Sep 27, 2017 | All School, Fine Arts, Share the Well, Upper School News

When Dr. Brande Jones’ Honors Biology students intersected with art teacher Mr. Hank Kunath, they were able to see, experience, and harness the phenomenon of surface tension.
Through suminagashi, the ancient Japanese art of marbling, students created beautiful works of art, while learning about the properties of water. Exploring the floating ink technique allowed students to see how water reacts, as if it were in slow motion.
Biology students are currently studying water, its properties, and why it is essential for life. While Dr. Jones took a deeper dive with her students to investigate its properties, Mr. Kunath was able to weave in Japanese culture and share the history of suminagashi.

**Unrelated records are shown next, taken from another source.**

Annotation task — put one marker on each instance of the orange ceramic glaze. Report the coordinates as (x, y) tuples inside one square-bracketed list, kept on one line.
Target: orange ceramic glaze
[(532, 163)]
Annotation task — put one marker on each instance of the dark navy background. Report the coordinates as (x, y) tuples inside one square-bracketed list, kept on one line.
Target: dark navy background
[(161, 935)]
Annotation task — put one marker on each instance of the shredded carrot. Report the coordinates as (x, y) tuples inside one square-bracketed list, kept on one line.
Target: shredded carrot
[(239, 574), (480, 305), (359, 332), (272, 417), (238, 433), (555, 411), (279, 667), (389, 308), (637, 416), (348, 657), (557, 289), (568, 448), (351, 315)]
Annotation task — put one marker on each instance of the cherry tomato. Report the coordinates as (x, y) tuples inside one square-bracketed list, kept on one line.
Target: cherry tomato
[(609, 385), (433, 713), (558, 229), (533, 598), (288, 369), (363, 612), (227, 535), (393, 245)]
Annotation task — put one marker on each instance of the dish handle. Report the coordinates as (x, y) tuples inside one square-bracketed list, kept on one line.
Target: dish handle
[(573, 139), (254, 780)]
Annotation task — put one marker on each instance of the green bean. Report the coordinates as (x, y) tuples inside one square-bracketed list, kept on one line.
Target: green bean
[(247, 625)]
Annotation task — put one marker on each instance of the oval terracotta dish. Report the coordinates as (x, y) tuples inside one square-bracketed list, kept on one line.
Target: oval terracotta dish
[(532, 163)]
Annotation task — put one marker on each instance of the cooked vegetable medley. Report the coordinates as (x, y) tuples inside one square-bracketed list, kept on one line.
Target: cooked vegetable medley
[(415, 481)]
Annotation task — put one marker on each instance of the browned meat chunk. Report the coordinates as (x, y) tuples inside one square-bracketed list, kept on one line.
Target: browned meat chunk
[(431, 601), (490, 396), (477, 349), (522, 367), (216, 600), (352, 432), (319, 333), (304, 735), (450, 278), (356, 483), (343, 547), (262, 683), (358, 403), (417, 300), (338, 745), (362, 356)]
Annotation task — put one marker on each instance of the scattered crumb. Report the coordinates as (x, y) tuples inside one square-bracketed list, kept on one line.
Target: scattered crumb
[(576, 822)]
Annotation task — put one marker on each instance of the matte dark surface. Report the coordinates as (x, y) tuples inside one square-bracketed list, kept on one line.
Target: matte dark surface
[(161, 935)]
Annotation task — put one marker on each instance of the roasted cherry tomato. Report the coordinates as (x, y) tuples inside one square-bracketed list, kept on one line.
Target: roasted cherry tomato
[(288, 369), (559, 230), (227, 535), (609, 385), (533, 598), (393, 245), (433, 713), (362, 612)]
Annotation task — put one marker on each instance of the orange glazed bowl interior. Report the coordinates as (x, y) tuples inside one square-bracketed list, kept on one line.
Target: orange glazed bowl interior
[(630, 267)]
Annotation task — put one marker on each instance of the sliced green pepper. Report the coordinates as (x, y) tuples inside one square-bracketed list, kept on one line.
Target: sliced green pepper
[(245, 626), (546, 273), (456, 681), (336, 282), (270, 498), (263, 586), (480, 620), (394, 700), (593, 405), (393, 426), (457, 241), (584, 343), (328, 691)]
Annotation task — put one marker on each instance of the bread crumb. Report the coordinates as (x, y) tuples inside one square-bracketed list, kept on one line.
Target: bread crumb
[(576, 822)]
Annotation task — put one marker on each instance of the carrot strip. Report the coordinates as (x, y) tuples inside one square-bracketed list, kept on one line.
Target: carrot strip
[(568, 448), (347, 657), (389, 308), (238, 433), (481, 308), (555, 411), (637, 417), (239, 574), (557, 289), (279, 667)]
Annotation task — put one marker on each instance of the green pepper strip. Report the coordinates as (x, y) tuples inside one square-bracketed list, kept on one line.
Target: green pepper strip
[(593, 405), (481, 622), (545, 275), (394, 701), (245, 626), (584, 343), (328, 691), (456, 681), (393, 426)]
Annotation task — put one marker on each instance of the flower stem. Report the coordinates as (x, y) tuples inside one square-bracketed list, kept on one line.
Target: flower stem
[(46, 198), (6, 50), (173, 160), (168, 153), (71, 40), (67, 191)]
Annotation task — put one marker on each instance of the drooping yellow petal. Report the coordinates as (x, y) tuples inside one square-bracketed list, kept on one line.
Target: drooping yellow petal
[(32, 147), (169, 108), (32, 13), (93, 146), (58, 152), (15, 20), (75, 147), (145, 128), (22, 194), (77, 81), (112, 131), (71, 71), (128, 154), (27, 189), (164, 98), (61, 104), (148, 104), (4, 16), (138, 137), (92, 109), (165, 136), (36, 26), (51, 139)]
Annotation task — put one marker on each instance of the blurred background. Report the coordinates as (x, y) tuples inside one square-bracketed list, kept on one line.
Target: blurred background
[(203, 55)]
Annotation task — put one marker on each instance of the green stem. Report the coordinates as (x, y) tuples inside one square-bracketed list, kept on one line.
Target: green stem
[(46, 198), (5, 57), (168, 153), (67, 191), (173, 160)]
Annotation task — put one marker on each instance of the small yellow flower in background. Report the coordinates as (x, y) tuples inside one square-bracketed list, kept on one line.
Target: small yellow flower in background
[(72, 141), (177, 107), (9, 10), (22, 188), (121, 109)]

With their new knowledge of fluid mechanics and the forces on themstudents were able to control the pigment in the water to create intentional shapes and scenes. Additionally, they learned that their basic understanding of surface tension has a wide range of applications, including mechanical engineering, civil engineering, chemical engineering, biomedical engineering, geophysics, astrophysics, and biology.
Sarah Schab, a ninth grader, reflects on the lesson, “I learned so much about properties of water, because I could actually see how the the density of the paint reacted in the water. It helped that it was a visual, hands-on experience.”
Sharing his thoughts on the process, Mr. Kunath says, “Through the spontaneity of art, the students were able to see and feel the principles of water. They were overwhelmed when they saw the paper literally pick up the paint from the water.”
Dr. Jones shares, “I could see from the excitement on their faces how the lesson came to life for them.”